Enterprise-grade knowledge loading, indexing, and search for Python

These details have not been verified by PyPI

Project links

Project description

GnosisLLM Knowledge

Enterprise-grade knowledge loading, indexing, and semantic search library for Python.

Features

Semantic Search: Vector-based similarity search using OpenAI embeddings
Hybrid Search: Combine semantic and keyword (BM25) search for best results
Agentic Search: AI-powered search with reasoning and natural language answers
Agentic Memory: Conversational memory with automatic fact extraction
Multiple Loaders: Load content from websites, sitemaps, and files
Intelligent Chunking: Sentence-aware text splitting with configurable overlap
OpenSearch Backend: Production-ready with k-NN vector search
Multi-Tenancy: Index isolation for complete tenant separation (tenant-agnostic library)
Event-Driven: Observer pattern for progress tracking and monitoring
SOLID Architecture: Clean, maintainable, and extensible codebase

Installation

pip install gnosisllm-knowledge

# With OpenSearch backend
pip install gnosisllm-knowledge[opensearch]

# With all optional dependencies
pip install gnosisllm-knowledge[all]

Quick Start (CLI)

# Install
pip install gnosisllm-knowledge

# Set OpenAI API key for embeddings
export OPENAI_API_KEY=sk-...

# Setup OpenSearch with ML model
gnosisllm-knowledge setup --host localhost --port 9200
# ✓ Created connector, model, pipelines, index
# Model ID: abc123  →  Add to .env: OPENSEARCH_MODEL_ID=abc123

export OPENSEARCH_MODEL_ID=abc123

# Load content from a sitemap
gnosisllm-knowledge load https://docs.example.com/sitemap.xml
# ✓ Loaded 247 documents (1,248 chunks) in 45.3s

# Search
gnosisllm-knowledge search "how to configure authentication"
# Found 42 results (23.4ms)
# 1. Authentication Guide (92.3%)
#    To configure authentication, set AUTH_PROVIDER...

# Interactive search mode
gnosisllm-knowledge search --interactive

Quick Start (Python API)

from gnosisllm_knowledge import Knowledge

# Create instance with OpenSearch backend
knowledge = Knowledge.from_opensearch(
    host="localhost",
    port=9200,
)

# Setup backend (creates indices)
await knowledge.setup()

# Load and index a sitemap
await knowledge.load(
    "https://docs.example.com/sitemap.xml",
    collection_id="docs",
)

# Search
results = await knowledge.search("how to configure authentication")
for item in results.items:
    print(f"{item.title}: {item.score}")

CLI Commands

Setup

Configure OpenSearch with neural search capabilities:

gnosisllm-knowledge setup [OPTIONS]

Options:
  --host        OpenSearch host (default: localhost)
  --port        OpenSearch port (default: 9200)
  --use-ssl     Enable SSL connection
  --force       Clean up existing resources first
  --no-hybrid   Skip hybrid search pipeline

Load

Load and index content from URLs or sitemaps:

gnosisllm-knowledge load <URL> [OPTIONS]

Options:
  --type         Source type: website, sitemap (auto-detects)
  --index        Target index name (e.g., knowledge-tenant-123)
  --collection-id Collection grouping ID
  --batch-size   Documents per batch (default: 100)
  --max-urls     Max URLs from sitemap (default: 1000)
  --dry-run      Preview without indexing

Multi-tenancy is achieved through index isolation.
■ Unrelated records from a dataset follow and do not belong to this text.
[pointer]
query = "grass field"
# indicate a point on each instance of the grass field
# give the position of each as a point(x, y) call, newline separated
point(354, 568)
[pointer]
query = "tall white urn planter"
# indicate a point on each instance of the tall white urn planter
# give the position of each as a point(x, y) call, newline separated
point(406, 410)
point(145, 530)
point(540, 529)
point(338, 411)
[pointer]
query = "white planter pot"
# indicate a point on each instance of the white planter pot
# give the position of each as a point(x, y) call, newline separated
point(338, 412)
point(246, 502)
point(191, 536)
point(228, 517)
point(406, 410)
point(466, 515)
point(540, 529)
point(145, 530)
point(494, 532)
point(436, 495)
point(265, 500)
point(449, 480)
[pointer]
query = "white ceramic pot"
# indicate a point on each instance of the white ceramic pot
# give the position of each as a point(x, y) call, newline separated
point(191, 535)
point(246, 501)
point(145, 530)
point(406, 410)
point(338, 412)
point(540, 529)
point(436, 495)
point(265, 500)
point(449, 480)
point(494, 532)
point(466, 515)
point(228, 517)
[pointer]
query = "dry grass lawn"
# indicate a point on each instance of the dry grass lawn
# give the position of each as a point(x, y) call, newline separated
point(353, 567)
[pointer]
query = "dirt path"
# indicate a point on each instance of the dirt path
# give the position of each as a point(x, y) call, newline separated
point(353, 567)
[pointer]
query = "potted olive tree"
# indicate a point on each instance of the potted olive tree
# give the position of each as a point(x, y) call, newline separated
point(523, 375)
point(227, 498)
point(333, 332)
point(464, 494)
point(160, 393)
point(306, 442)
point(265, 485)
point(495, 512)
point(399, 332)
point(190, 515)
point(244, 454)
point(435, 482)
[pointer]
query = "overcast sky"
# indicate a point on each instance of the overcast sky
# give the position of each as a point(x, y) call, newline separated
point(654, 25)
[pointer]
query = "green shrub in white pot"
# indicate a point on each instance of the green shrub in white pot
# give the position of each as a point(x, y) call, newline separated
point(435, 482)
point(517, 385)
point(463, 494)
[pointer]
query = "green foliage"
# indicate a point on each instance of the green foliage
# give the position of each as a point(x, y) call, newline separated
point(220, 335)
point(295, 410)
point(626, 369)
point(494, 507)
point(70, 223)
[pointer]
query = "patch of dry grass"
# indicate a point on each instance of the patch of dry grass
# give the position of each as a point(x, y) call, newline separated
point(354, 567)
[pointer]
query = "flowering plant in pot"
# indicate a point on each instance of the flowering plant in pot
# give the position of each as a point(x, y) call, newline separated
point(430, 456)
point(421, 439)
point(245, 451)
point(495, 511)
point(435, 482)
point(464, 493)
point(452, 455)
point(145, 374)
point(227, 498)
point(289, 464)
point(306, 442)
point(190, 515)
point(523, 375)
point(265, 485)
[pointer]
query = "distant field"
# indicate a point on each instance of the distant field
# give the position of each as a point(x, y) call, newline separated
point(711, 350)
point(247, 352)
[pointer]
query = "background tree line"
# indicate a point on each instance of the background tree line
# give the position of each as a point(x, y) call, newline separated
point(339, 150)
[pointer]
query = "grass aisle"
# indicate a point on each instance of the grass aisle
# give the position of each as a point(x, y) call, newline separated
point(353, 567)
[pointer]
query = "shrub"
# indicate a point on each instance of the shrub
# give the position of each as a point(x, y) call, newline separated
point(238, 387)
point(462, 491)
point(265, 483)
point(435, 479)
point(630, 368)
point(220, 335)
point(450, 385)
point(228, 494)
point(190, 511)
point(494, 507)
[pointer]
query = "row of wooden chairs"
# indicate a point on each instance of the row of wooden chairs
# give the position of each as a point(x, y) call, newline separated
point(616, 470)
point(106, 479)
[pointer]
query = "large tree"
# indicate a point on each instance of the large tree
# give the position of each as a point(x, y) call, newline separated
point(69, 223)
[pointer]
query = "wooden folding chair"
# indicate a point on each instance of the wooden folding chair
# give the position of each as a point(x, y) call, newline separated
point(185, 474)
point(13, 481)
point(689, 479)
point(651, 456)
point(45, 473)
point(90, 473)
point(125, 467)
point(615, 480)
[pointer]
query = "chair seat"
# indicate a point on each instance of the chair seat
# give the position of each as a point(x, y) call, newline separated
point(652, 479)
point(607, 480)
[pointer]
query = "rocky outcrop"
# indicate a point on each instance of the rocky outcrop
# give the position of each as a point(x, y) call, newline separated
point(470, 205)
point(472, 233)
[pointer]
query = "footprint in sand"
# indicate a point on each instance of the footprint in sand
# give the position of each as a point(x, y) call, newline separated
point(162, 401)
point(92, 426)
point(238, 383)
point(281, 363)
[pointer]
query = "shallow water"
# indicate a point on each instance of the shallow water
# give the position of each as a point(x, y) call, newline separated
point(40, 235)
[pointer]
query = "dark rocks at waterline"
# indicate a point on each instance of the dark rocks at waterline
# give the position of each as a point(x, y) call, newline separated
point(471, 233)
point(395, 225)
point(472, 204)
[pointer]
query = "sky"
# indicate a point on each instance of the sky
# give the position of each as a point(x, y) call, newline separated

Use --index with tenant-specific names (e.g., --index knowledge-tenant-123).

Search

Search indexed content with multiple modes:

gnosisllm-knowledge search <QUERY> [OPTIONS]

Options:
  --mode         Search mode: semantic, keyword, hybrid, agentic
  --index        Index to search (e.g., knowledge-tenant-123)
  --limit        Max results (default: 5)
  --collection-ids Filter by collections (comma-separated)
  --json         Output as JSON for scripting
  --interactive  Interactive search session

Multi-tenancy is achieved through index isolation. Use --index with tenant-specific names.

Architecture

gnosisllm-knowledge/
├── api/                 # High-level Knowledge facade
├── core/
│   ├── domain/          # Document, SearchQuery, SearchResult models
│   ├── interfaces/      # Protocol definitions (IContentLoader, etc.)
│   ├── events/          # Event system for progress tracking
│   └── exceptions.py    # Exception hierarchy
├── loaders/             # Content loaders (website, sitemap)
├── fetchers/            # Content fetchers (HTTP, Neoreader)
├── chunking/            # Text chunking strategies
├── backends/
│   ├── opensearch/      # OpenSearch implementation
│   └── memory/          # In-memory backend for testing
└── services/            # Indexing and search orchestration

Search Modes

from gnosisllm_knowledge import SearchMode

# Semantic search (vector similarity)
results = await knowledge.search(query, mode=SearchMode.SEMANTIC)

# Keyword search (BM25)
results = await knowledge.search(query, mode=SearchMode.KEYWORD)

# Hybrid search (default - combines both)
results = await knowledge.search(query, mode=SearchMode.HYBRID)

Agentic Search

AI-powered search with reasoning and natural language answers using OpenSearch ML agents.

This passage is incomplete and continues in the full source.